In one sense, this is easy to explain. If Obama has decided, whether for reasons of pride or strategy, that he won’t offer concessions on ObamaCare for fear that it’ll encourage the GOP to keep picking away at the law, then obviously the counter-demand approach is a nonstarter. As much as he’d like the GOP to agree to an amnesty — and I think Pollak’s right that a lot of Republicans would think hard about that, knowing that they could blame O for driving a hard bargain in voting yes — evidently he believes that his legacy turns on ObamaCare. Better to protect his baby and get nothing out of this process than start making deals and set the precedent that O-Care is fair game for concessions in the future.

So far, so good. But what about Pollak’s point about gun control? What if, in response to the GOP’s demand for ObamaCare defunding, Obama decided to add an assault-weapons ban as his price for agreeing to fund the government? That’s a different kind of counter-demand than amnesty: The GOP might actually agree to immigration reform in exchange for delaying O-Care for a year, but they’d never agree to an AWB and Obama knows it. But, precisely for that reason, it would be useful to him politically. He could make that point that, just as Republicans are asking him to give up a core part of the Democratic agenda — a program the public hasn’t even had a chance to try yet — he’s asking them to give up a core part of the Republican agenda. And, just as it’s unrealistic to expect the GOP to agree and therefore unfair to condition funding of the government upon it, it’s unrealistic and unfair for the GOP to demand ObamaCare concessions. He could even say, “As soon as Republicans drop their ObamaCare demands, I’ll drop the assault-weapons ban. I’m only listing it as a demand now to prove a point.” That way, he’d protect himself from the charge that he’s the one driving the shutdown by insisting on something unreasonable as his price for ending it.

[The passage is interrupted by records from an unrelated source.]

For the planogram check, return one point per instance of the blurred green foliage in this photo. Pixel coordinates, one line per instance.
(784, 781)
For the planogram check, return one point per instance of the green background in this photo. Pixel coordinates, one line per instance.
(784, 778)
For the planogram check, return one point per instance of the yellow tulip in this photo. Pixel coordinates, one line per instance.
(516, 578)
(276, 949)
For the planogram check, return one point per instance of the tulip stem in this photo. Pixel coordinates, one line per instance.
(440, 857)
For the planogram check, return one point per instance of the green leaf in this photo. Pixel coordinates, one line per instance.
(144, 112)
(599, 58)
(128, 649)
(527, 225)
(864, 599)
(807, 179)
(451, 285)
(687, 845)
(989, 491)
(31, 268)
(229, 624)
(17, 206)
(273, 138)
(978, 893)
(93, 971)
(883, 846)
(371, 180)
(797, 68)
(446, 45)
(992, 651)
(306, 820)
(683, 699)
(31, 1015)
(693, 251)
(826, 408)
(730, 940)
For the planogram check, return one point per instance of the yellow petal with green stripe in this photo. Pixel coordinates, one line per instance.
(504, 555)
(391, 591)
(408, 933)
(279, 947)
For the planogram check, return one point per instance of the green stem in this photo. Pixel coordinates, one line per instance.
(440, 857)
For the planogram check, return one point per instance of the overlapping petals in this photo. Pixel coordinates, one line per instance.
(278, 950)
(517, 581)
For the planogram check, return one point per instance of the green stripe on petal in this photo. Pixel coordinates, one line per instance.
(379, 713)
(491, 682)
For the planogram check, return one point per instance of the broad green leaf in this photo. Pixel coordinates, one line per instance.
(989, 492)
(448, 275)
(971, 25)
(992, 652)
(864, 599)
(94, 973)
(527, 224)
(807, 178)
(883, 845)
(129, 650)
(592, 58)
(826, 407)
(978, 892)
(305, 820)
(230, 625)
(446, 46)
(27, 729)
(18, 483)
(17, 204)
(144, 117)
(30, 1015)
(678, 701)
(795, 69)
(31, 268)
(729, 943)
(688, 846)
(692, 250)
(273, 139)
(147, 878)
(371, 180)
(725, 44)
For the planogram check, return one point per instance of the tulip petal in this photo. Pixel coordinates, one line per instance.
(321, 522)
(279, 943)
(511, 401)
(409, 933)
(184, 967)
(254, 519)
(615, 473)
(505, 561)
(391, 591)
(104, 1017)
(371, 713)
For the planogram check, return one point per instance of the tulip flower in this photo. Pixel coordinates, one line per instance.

Why doesn’t he do that? When I tweeted out that question along with a link to Pollak’s post, a few liberals tweeted back that O would never do such a thing because “he doesn’t negotiate with TERRORISTS.” But … he wouldn’t be negotiating in the hypothetical I just laid out. Demanding an assault-weapons ban wouldn’t be a legit demand, just a rhetorical device he’d be using to put Republicans on the defensive. At the very least, it would shift some of the attention away from criticisms of ObamaCare to criticisms of conservative gun policy. If his goal here is to break the GOP and convince them that using fiscal deadlines to extract concessions is a dead end (which is very much his goal with the debt-ceiling deadline looming), then this would be one way to do it. And yet he hasn’t. Why?

Maybe the answer is as simple as O believing his own BS about being the “adult in the room” and not stooping to Republican tactics. Even then, though, his refusal to make counter-demands doesn’t make sense, since the whole point of the scenario I laid out would be to show how supposedly childish it is to attach ideological demands to keeping the government’s lights on. Believe it or not, Carney was asked about this at today’s White House briefing and … he had no real answer either, except to say that O “won’t play the Republican game.” Why not, if it might convince them to stop playing?

Maybe he’ll end up doing something like this after all. According to some estimates, the shutdown could last two weeks.